IT-Gipfel: Grütters lobt Kultur- und Kreativwirtschaft

Auf dem diesjährigen IT-Gipfel in Saarbrücken am 16. und 17. November mit dem zentralen Thema „Lernen und Handeln in der digitalen Welt“ ist die geplante Einführung einer allgemeinen Bildungs- und Wissenschaftsschranke offiziell kein Thema. Augenscheinlich war aber das Lob von Kulturstaatsministerin Grütters für die Kultur- und Kreativwirtschaft.

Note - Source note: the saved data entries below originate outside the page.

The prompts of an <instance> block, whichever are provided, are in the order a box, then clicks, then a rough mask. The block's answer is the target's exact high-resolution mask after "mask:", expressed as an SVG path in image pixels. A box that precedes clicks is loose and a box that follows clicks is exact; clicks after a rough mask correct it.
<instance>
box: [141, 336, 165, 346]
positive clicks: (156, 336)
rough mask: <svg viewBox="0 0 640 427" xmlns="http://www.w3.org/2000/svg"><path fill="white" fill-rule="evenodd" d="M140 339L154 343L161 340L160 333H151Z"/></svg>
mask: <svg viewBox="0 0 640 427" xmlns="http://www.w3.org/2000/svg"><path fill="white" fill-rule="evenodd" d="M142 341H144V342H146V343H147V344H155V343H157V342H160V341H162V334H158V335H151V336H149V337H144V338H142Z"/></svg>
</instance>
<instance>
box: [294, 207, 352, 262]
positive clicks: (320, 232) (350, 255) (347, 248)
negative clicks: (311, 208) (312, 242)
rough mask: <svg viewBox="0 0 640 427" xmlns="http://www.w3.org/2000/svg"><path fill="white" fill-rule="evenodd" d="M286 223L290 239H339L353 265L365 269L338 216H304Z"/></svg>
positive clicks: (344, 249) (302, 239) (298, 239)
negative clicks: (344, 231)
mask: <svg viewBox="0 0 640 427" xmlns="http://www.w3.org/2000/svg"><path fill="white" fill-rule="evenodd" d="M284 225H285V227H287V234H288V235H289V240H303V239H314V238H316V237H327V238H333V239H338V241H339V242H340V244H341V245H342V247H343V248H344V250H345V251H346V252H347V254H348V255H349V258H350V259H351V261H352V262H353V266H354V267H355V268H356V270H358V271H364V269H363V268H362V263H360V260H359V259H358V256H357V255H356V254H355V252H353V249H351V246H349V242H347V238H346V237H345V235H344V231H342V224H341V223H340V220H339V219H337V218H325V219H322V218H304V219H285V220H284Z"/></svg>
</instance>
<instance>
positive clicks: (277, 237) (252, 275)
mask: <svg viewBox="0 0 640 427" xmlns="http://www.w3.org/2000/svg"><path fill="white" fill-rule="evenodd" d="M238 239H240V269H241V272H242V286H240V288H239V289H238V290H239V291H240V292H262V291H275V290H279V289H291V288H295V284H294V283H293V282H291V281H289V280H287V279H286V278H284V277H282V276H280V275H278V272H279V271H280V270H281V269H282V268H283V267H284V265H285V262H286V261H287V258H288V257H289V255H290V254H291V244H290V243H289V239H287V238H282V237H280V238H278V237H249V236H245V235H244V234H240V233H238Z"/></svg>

„Die Kultur- und Kreativwirtschaft mit ihren mehr als 1,5 Millionen Beschäftigten und einem Umsatz von über 145 Milliarden Euro leistet einen unverzichtbaren Beitrag für unsere Gesellschaft und unsere Volkswirtschaft. Kunst und Kultur sind dabei zentrale Bindeglieder unseres Gemeinwesens und ein starker Motor für innovative Technologien“, erklärte Staatsministerin Monika Grütters in einer gemeinsamen Pressemitteilung der Plattform „Kultur und Medien“. Die Kultur- und Kreativwirtschaft präsentierte dort mit der Plattform drei Best Cases für die Bildung mithilfe digitaler Medien aus den Branchen Musik, Computerspiele und Buch. „Um die Vorteile der digitalen Technik auch für die Aus- und Weiterbildung effektiv zu nutzen, entwickelt die Kultur- und Kreativbranche mit ihrem Gespür für Neues eine Vielzahl an Ideen, Projekten und Produkten für das Lernen und Lehren mit digitalen Medien – ohne die ‚Bildung 4.0‘ nicht denkbar wäre“, so Grütters weiter.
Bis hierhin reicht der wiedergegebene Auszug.